投資委員会(BOI)によると、ネスレ(タイ)社の申請が承認され、ペットフード工場(45億バーツ)とペット用スナック工場(19億3000万バーツ)の2件が新設される。輸出向けに国内原料を積極的に使用し、タイの農業分野の付加価値向上も図る。
原料調達の国内比率は年間4.5億バーツ以上を見込む。ペットフード工場では「Felix」「Pro Plan」「Friskies」向けに鶏肉、イワシ、野菜、油脂、ビタミンなど国産原料を56%使用。スナック工場では「Purina One」「Felix」向けに鶏肉、砂糖、タピオカ粉などを88%使用する。

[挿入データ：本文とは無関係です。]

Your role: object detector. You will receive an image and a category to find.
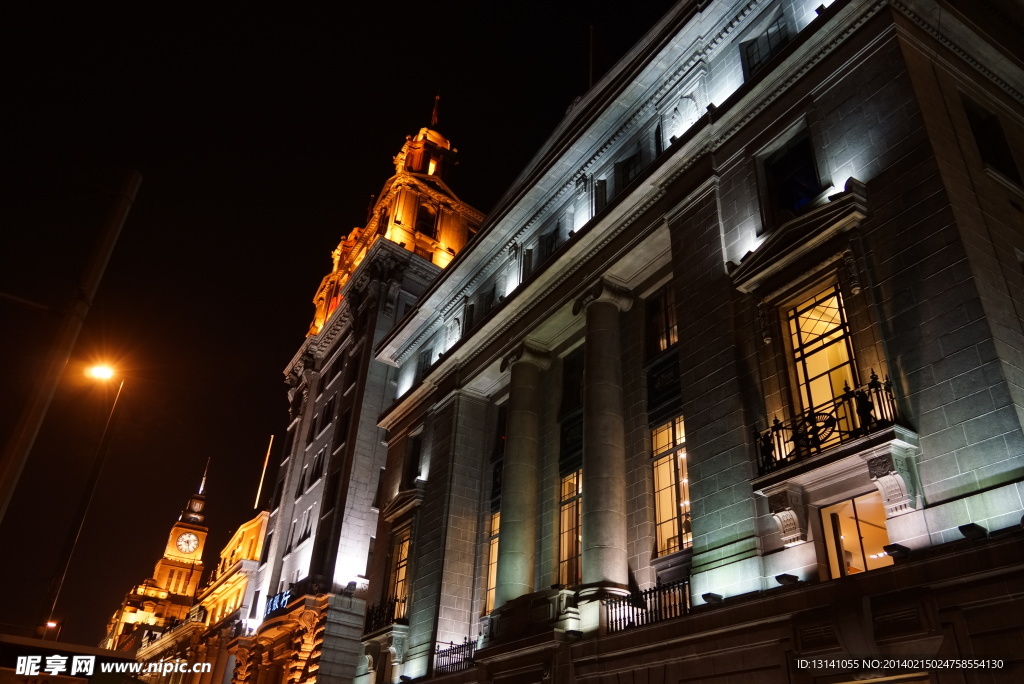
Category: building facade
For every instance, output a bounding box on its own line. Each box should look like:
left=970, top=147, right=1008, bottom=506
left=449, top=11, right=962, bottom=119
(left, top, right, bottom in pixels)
left=100, top=483, right=209, bottom=651
left=230, top=128, right=483, bottom=684
left=356, top=0, right=1024, bottom=684
left=135, top=511, right=269, bottom=684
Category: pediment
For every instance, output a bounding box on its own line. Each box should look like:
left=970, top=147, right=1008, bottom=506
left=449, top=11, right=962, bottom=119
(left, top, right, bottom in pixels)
left=730, top=177, right=867, bottom=294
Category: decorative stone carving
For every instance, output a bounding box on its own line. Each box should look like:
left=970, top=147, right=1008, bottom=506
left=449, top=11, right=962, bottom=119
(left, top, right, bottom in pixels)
left=572, top=280, right=633, bottom=315
left=765, top=482, right=807, bottom=546
left=867, top=453, right=918, bottom=518
left=501, top=342, right=551, bottom=373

タイはペットフード輸出で世界2位の規模を持つ。世界的にペットを家族として扱う傾向が強まる中、タイのペットフード産業は年8%超で成長。その中でネスレの新工場の製品は、米国、カナダ、日本、豪州、ニュージーランドなど主要市場向けに9割以上を輸出する。
ネスレは1993年にタイに進出。2026年の新規投資は計290億バーツ超となり、国内農産物の年間47億バーツ規模の需要創出につながるとしている。